As a whole, this record, much like countless others released in 2014, is not unlistenable; however, because of my total lack of interest in this band at this point, it’s not the kind of album I see myself returning to much. And not to sell the band short or anything, because there are some gorgeous arrangements on So it is With Us, specifically the “big” sounding refrain dripping with gorgeous strings on “Small Melody.” Horse Feathers are at their best and most sincere when they dial back the “fun” and turn of the “sad,” which is what made their first two records worthwhile listens. It’s the downcast folk on songs like “What We Become,” and “Why Do I Try” that make them two of the most effective of the bunch.

Maybe it was because I was only listening to So it is With Us because I needed something to review since there has been a bit of a lull lately with content on this blog; maybe it was because I was only really half listening to this record while my wife watched The Elephant Man—but the only lyrics that stuck out to me were the opening lines of “What We Become”: It’s not we what we became, but what we become, It’s not all of the parts or the sum.

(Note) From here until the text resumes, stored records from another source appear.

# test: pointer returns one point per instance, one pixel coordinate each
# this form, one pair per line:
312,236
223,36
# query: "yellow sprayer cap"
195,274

And maybe of all the lyrics out of these ten songs, those were the ones that are supposed to resonate most with a listener. They certainly are (probably) the most self-aware.

Horse Feathers, as a band, obviously continue to do something “right.” They release a record every two years, and they tour regularly in support of those albums, so that leads me to believe they have a fan base that continues to support them; and more importantly, a fan base that has grown with them as the band turned from a three-piece that worked within relatively stark confines, into an outfit that continues to expand beyond the boundaries they set for themselves.  

Not what they became, but what they become.